In this scenario, buyers enjoy greater leverage, having access to a wider selection of homes. Nevertheless, this advantage is mitigated by declining affordability, which has restricted many potential buyers from entering the market.

Forecast for 2026: Modest Improvements Expected

Redfin anticipates that a slight improvement in housing affordability could enhance homebuying activity in 2026. This change may help narrow the existing gap between buyers and sellers. Asad Khan, a senior economist at Redfin, stated, “The housing market is likely to remain in buyer’s market territory for the foreseeable future, with sellers cutting prices or offering concessions to lure buyers.”

In compiling its forecast, Redfin utilized its internal data, which includes the typical timeframe from a buyer’s first home tour to closing, in conjunction with MLS (Multiple Listing Service) figures on active listings and pending sales. The count of sellers is derived solely from the total number of active MLS listings.

A recent report from Redfin indicated that the estimated number of U.S. homebuyers fell by 2.5% from October to November, reaching roughly 1.43 million. This decline marks the steepest monthly drop since April 2025 and the lowest level recorded outside of April 2020, when the market experienced significant disruptions due to the pandemic.

While the number of sellers also decreased, the decline was more gradual, slipping 1.4% month-over-month to about 1.95 million. This figure represents the lowest level observed since February 2025 but remains 6.2% higher than the previous year.

As Redfin notes, both buyers and sellers are currently stepping back from the market. “Buyers are backing off due to high housing costs and economic uncertainty,” the company explained. Sellers, many of whom are also buyers, are responding to subdued demand for their homes.

Some sellers have opted to delist their homes after experiencing prolonged periods on the market without any offers, while others are choosing not to list at all after witnessing similar properties sell for less than their asking price.

Regional Insights Highlight Market Variances

In its analysis of local housing markets, Redfin identified that Austin, Texas exhibited the most significant gap in November, with an estimated 114% more sellers than buyers. Following closely was San Antonio at 106%, then Nashville at 104%, Fort Lauderdale at 102%, and West Palm Beach at 93.6%.

The Sun Belt region has seen heightened interest since the pandemic, as buyers from higher-cost areas relocated, driving up prices and making homes less affordable for long-term residents. Builders responded to this influx by ramping up construction, contributing to the current oversupply of homes relative to demand. Texas and Florida continue to lead in new home construction.

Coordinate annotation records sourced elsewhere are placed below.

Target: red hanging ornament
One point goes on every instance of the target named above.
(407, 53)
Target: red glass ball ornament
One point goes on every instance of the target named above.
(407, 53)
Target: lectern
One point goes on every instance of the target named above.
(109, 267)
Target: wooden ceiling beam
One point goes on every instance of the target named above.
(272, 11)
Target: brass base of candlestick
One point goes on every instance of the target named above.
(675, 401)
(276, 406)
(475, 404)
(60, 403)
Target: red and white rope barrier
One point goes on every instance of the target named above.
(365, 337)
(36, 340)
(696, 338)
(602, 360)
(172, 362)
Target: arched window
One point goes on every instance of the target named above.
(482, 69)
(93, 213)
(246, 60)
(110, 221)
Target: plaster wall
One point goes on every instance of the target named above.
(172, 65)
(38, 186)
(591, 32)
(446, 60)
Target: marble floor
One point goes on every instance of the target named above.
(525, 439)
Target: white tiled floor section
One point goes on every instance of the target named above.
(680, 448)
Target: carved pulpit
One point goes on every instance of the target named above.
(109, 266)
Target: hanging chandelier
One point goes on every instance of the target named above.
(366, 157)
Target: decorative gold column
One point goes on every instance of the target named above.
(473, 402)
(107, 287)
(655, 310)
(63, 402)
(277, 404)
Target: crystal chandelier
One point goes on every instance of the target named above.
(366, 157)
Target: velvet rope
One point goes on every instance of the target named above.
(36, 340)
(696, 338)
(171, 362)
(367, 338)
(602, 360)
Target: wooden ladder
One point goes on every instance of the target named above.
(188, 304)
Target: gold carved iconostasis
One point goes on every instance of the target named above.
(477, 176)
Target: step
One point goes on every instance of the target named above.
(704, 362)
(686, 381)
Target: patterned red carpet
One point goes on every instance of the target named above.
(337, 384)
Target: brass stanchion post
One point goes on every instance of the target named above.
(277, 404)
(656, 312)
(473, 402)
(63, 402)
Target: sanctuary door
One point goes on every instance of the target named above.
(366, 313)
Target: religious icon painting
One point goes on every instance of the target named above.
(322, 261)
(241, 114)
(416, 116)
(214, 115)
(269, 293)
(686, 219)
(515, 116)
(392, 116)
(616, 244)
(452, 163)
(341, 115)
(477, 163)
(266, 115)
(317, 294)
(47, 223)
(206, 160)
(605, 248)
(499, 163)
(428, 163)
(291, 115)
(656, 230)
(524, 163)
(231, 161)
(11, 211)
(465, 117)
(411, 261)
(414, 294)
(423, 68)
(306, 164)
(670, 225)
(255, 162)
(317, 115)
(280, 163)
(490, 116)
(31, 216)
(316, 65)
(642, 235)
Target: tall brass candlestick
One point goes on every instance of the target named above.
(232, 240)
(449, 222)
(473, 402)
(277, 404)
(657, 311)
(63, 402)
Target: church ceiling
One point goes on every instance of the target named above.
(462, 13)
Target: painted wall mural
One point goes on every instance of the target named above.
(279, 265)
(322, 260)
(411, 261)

Florida, however, also contends with the challenges of frequent natural disasters, rising insurance costs, and increased condo association fees. These factors have prompted some residents to seek relocation.

Among the 50 largest metropolitan areas in the U.S., 36 were classified as buyer’s markets, 7 as balanced, and 7 as seller’s markets. Buyer’s markets are predominantly found in the Sun Belt and on the West Coast, while balanced and seller’s markets are more prevalent in the Midwest and along the East Coast.

In November, Nassau County, New York emerged as the strongest seller’s market, with an estimated 39.1% fewer sellers than buyers. Other notable seller’s markets included Montgomery County, Pennsylvania at -34.8%, Newark, New Jersey at -31.8%, and New Brunswick, New Jersey at -30.5%.

The outlook for the U.S. housing market remains complex, with dynamics shifting as buyers and sellers navigate a landscape characterized by affordability challenges and regional disparities.